Isso foi feito de ofício, conforme consta no próprio documento judicial — verificado pela Europa Press —, que se refere tanto ao pedido do juiz Mendonça de uma sessão plenária para analisar as mensagens que indicam comunicação entre seu colega De Moraes e Daniel Vorcaro, quanto ao pedido do procurador-geral para que seja anulado o documento no qual constam as referidas mensagens.
“É responsabilidade da Presidência do Tribunal garantir que qualquer eventual revisão colegiada seja realizada de maneira oportuna e adequada, com o elevado senso de responsabilidade que os fatos exigem, garantindo sempre o respeito às garantias constitucionais do devido processo legal, da plena defesa e do direito a uma audiência justa”, afirmou Fachin.
Nesse contexto, o presidente do STF afirmou que “é necessário esclarecer os fatos”, bem como coletar informações sobre o “cumprimento, por parte da Polícia Federal, em relação às autoridades competentes perante o Supremo Tribunal Federal”.
A esse respeito, ele lembra que, de acordo com a Lei Orgânica do Poder Judiciário, “quando, no decorrer de uma investigação, houver indícios da prática de um crime por um magistrado, a autoridade policial, civil ou militar deverá encaminhar os autos correspondentes ao tribunal ou órgão especial competente para o julgamento, para que este possa dar continuidade à investigação”.
Fachin também busca apurar “qualquer indício de que tenham sido utilizadas credenciais de acesso institucional para acessar um documento estritamente privado e de que tenham sido reveladas informações sujeitas a sigilo judicial à pessoa investigada”.

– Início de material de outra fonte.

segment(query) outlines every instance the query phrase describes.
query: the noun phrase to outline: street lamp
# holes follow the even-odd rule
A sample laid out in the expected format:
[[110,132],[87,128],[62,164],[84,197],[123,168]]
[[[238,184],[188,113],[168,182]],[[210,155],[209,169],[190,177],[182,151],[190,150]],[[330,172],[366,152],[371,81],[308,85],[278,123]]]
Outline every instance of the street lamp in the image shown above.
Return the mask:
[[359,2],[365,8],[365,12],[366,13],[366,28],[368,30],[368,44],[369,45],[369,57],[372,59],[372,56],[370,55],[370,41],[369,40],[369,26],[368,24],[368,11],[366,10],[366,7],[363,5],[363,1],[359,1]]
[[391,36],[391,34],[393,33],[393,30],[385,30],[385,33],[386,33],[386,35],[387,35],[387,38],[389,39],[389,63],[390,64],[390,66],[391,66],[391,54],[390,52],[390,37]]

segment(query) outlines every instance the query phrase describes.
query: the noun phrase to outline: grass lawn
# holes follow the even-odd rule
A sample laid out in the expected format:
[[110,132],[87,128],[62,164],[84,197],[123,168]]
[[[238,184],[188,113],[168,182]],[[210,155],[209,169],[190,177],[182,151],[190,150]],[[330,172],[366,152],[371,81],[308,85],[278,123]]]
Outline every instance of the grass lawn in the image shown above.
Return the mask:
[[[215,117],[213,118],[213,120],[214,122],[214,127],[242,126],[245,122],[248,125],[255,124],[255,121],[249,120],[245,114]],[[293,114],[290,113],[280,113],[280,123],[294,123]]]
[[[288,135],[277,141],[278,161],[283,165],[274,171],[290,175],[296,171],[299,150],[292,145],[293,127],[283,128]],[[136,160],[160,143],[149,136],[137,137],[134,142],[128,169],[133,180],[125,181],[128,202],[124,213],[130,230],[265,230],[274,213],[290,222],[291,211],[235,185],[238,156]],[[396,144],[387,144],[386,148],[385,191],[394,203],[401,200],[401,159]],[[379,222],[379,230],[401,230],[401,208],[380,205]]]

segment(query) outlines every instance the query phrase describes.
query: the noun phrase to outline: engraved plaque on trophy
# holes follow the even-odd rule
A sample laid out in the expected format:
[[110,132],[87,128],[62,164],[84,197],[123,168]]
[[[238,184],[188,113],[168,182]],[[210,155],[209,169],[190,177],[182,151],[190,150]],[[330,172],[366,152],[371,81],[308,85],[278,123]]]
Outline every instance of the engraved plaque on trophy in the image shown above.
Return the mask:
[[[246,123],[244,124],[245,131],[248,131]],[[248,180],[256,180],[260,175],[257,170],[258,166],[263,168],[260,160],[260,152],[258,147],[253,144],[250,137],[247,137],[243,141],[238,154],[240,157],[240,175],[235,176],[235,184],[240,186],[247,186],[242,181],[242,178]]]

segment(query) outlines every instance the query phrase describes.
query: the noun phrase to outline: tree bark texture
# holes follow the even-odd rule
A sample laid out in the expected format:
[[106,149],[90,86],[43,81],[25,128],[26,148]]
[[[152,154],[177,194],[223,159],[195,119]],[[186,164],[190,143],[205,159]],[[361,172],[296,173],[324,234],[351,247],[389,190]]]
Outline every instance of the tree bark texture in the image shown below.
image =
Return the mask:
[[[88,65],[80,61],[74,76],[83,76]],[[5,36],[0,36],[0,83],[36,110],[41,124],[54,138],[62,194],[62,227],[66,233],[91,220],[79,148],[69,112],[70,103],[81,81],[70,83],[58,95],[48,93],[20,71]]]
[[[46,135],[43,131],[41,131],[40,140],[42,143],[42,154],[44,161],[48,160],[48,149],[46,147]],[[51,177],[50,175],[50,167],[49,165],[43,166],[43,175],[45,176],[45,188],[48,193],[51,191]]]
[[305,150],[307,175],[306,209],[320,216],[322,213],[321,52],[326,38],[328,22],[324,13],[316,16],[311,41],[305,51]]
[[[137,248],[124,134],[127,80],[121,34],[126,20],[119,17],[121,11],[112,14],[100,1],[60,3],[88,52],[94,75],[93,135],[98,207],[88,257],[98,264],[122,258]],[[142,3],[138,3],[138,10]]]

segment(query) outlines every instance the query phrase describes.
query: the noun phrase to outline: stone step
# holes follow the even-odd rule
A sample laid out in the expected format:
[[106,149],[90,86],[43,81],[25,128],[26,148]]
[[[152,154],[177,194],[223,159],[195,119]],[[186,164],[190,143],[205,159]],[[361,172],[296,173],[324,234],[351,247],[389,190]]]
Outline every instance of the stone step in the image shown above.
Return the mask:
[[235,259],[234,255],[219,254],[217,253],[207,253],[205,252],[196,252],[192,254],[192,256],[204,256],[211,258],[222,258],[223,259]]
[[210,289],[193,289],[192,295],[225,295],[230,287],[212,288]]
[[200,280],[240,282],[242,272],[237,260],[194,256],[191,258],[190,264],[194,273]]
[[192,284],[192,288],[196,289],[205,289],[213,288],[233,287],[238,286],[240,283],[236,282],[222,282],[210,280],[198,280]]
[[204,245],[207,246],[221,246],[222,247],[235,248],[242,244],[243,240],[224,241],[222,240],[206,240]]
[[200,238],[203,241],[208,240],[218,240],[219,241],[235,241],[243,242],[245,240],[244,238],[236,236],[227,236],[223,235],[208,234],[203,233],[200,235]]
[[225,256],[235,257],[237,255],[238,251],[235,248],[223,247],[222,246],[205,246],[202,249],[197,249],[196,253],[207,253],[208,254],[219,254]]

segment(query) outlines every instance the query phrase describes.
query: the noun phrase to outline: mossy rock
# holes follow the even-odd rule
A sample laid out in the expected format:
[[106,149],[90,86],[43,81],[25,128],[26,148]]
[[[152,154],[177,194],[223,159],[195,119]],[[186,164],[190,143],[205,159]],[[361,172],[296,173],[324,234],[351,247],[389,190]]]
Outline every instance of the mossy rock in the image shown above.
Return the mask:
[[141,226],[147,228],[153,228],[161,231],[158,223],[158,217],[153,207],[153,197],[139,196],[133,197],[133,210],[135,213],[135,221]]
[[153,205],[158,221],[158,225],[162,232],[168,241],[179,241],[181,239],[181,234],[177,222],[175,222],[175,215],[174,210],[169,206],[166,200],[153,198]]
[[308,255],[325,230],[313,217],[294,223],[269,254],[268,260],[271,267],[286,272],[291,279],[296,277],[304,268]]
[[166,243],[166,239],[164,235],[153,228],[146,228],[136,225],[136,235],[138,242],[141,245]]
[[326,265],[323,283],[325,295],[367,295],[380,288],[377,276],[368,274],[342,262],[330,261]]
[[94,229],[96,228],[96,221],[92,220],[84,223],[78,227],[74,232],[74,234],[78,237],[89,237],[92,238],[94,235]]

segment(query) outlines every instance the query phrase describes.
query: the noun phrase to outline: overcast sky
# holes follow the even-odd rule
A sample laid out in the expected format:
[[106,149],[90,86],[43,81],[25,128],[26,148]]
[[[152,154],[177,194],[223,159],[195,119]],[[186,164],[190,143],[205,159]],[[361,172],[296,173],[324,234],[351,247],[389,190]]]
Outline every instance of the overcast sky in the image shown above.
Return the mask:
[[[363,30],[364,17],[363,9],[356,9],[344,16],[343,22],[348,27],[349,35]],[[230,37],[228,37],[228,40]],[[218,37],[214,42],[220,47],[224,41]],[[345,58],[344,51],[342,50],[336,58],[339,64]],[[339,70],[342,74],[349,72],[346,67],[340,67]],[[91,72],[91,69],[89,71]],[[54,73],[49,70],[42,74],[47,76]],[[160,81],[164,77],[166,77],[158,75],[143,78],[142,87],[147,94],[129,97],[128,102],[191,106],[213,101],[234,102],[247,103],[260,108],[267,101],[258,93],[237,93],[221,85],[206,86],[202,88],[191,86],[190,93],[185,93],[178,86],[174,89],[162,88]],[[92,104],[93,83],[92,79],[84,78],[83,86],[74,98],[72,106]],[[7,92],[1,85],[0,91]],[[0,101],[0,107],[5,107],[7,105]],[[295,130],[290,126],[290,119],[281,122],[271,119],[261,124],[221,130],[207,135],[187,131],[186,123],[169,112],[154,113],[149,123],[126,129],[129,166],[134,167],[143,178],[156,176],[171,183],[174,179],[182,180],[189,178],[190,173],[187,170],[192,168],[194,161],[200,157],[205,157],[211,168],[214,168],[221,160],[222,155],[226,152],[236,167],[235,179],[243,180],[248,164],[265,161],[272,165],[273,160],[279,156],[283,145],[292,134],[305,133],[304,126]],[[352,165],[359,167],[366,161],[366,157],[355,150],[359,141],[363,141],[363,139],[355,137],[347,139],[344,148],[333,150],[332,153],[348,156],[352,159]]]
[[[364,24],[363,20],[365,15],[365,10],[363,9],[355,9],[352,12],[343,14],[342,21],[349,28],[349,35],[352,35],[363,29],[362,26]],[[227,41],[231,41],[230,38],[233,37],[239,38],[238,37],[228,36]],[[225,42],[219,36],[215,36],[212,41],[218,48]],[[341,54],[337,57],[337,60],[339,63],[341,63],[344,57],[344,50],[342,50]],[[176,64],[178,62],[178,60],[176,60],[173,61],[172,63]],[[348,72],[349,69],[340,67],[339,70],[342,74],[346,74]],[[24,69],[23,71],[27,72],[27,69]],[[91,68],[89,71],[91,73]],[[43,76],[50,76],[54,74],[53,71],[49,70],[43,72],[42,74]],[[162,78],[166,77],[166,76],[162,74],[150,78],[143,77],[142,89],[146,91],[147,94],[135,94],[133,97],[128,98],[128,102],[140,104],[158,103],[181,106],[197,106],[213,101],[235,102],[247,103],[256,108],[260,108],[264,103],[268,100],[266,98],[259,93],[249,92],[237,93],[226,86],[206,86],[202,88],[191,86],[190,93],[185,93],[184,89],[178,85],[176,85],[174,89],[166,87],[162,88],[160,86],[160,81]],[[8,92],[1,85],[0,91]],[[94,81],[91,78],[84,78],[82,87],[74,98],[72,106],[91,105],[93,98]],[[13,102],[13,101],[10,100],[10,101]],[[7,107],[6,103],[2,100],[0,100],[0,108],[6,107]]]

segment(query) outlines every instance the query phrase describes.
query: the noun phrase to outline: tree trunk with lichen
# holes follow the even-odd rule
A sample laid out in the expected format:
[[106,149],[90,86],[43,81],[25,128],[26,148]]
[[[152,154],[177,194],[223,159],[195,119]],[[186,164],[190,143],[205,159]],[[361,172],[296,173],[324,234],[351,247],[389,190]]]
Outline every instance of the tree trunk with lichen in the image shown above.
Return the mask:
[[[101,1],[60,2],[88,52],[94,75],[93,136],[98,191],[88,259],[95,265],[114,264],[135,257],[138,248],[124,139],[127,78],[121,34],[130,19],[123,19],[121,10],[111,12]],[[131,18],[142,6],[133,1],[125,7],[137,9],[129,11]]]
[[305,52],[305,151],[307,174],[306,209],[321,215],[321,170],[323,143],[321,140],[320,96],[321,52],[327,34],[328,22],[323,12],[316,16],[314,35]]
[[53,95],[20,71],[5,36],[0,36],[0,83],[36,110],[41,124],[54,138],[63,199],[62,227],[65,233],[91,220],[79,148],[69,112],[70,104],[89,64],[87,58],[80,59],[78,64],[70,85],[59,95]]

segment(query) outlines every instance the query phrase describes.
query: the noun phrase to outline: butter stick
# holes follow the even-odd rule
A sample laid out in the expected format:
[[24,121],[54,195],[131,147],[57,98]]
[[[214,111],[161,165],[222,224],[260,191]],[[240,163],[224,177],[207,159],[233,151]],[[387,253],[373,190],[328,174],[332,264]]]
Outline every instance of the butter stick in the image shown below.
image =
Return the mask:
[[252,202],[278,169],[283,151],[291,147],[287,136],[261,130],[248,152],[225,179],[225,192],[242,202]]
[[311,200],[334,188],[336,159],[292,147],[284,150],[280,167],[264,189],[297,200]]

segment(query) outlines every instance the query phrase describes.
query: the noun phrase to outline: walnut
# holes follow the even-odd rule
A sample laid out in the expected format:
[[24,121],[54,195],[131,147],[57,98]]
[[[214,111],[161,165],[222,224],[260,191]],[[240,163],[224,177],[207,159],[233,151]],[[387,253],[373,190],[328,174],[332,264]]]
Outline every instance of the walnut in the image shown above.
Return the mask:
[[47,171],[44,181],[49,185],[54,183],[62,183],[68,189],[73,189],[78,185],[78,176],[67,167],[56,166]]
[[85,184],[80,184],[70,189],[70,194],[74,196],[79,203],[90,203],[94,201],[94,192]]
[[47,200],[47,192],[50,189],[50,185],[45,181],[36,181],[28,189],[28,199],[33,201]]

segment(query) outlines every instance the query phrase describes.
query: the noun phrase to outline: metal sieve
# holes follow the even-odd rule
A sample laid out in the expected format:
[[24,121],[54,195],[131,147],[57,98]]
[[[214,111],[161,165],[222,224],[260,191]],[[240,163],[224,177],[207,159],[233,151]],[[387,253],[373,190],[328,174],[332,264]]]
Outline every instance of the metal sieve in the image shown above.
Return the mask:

Além disso, a ordem de entrega de informações também tem como objetivo apurar “as circunstâncias em que foi emitida a ordem” de elaboração do relatório policial em questão, bem como “as medidas adotadas no exercício do controle externo da atividade policial para garantir o estrito cumprimento” da referida Lei Orgânica do Poder Judiciário.
DE MORAES SOLICITA A FACHIN QUE INVESTIGUE MENDONÇA
Embora a ordem do presidente do Supremo não mencione isso, o juiz Alexandre de Moraes solicitou, pouco antes, que o magistrado André Mendonça fosse investigado por “má conduta administrativa, abuso de autoridade e negligência” na condução de dois processos judiciais, sendo um deles o do Banco Master.
“Existem provas contundentes de má conduta administrativa, abuso de autoridade e negligência por parte do magistrado André Mendonça (...) com violação da imparcialidade judicial e favoritismo em relação a certos grupos políticos”, afirmou De Moraes em seu pedido a Fachin, constante de um documento judicial analisado pela Europa Press.
Especificamente, o juiz atribui ao seu colega, em primeiro lugar, a “usurpação da condução das investigações pelas autoridades policiais, incluindo a imposição de medidas administrativas que impediram o cumprimento da cadeia de custódia, o que prejudicou a obtenção de provas”.
Além disso, ele critica uma “gestão irregular das negociações para uma possível colaboração com recompensa” e uma “seleção de determinados alvos para a investigação”, citando especificamente a si mesmo e ao senador Davi Alcolumbre, presidente do Senado, e atribuindo a essa suposta conduta “motivos pessoais e políticos, incluindo a indicação prévia de medidas cautelares” à Polícia Federal.